First of all, Elijah loves genre films; he loves horror films. He has a very macabre side where he's fascinated by serial killers, like a lot of us are. On top of that, when I explained to him the choice of doing the film in a POVP [Point of View Principle] and strictly from a first-person perspective he was sold. He knew that this was a fresh way of trying to tell the story and a new way for people to experience the serial killer. He was sold by the content and the technique.

It's very unusual to say to a big star 'I'm shooting this POVP, so you're not going to be seen'.
I think he saw that as a challenge and he was attracted to it because it was a challenge. He's also done animation and he knew there was a way of creating a character beyond seeing him on screen. I figure after making so many movies it's nice to be involved in something a little bit different once in a while.

Did you debate with yourself whether the violence in the film should be suggested rather than seen and whether that would have more impact?
Absolutely. I think audiences are a lot more sophisticated [today] and there's a fine line between keeping them engaged and losing them and making them laugh. I didn't want these set pieces in the movie to be laughable. I didn't want people to take it lightly. Since we're in the first person we're in this guy's brain and we're trying to be complicit in what he's doing. It was important that we stay serious about it and that we really participate in the anguish that he is going through while he's doing these things. You see him killing but when we pull out of his body and watch him he's not rejoicing in it; it's a painful experience for him. If you're going to experience this movie with him, from his mind it should be painful for you as well.
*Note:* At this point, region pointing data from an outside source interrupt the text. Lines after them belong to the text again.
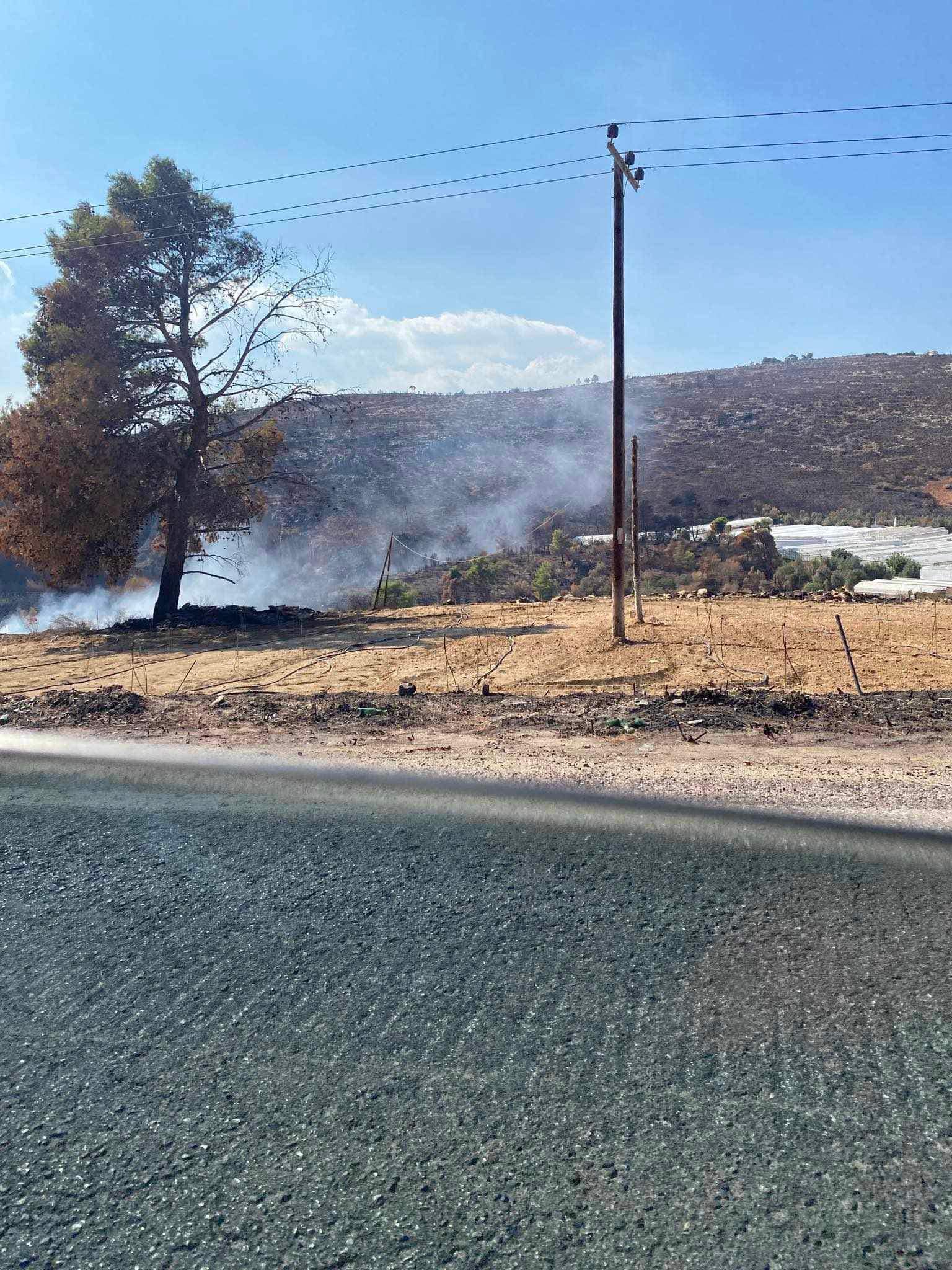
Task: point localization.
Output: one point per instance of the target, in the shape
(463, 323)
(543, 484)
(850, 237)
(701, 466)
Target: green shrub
(899, 566)
(545, 585)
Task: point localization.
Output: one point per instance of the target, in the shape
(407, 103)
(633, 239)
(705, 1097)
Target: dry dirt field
(540, 649)
(560, 693)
One thing people have said about the original Maniac is that the character had limitations: it's very hard to have empathy for him. Did you feel that with your own film?
I thought it was a challenge. I think we surmounted that and we were able to successfully build empathy for the character. It was absolutely a challenge and a worry for me from the beginning. You make movies because you want to feel empathy for the characters and if you don't see them [on screen] it's a real challenge. That's why sometimes you see us pulling out of it [POVP]: I had to find clever ways to be able to see our character and at the same time stay within the strict rules of being in the subjective point of view.

In terms of the technical challenges, how hard was it to get right?
Funny enough, you think that you're not going to take so much time because you don't have to cover scenes. But then quickly we realised it was a real challenge to pull off these shots. You would try one rig and it wouldn't work and sometimes you would spend half a day trying to figure out the shot and building rigs until you finally got something that worked. You want the movie to look good so you have to use Panaglide and those tend to be a lot bigger than HD cameras. So now the challenge is putting arms around it and hands around it and to actually make it look like he's driving, for example. It became a very technical shoot.

Do you think in some ways your technical accomplishments might get lost because people will get hung up on the violence?
That's why you have to dose the violence and be very careful about how much violence you give an audience because they can lose the character; they can lose the film. Of course it always worries you, so you try to establish some sort of balance. I hope the technical aspect gets lost in the film because the audience needs to get lost in the film. I don't want the technical aspect – no matter how challenging or clever it is – to take away from the movie experience. I don't want people to think about it; I want people to be immersed in the story. For me it's about fully experiencing the story and what the characters are going through. And if for some reason you're pulled out of that experience I haven't done my job.

I'm hoping to see something a bit cheerier from you on your next job.
[Laughs] You wouldn't be the first one to say so!

Maniac is in cinemas from Friday March 15.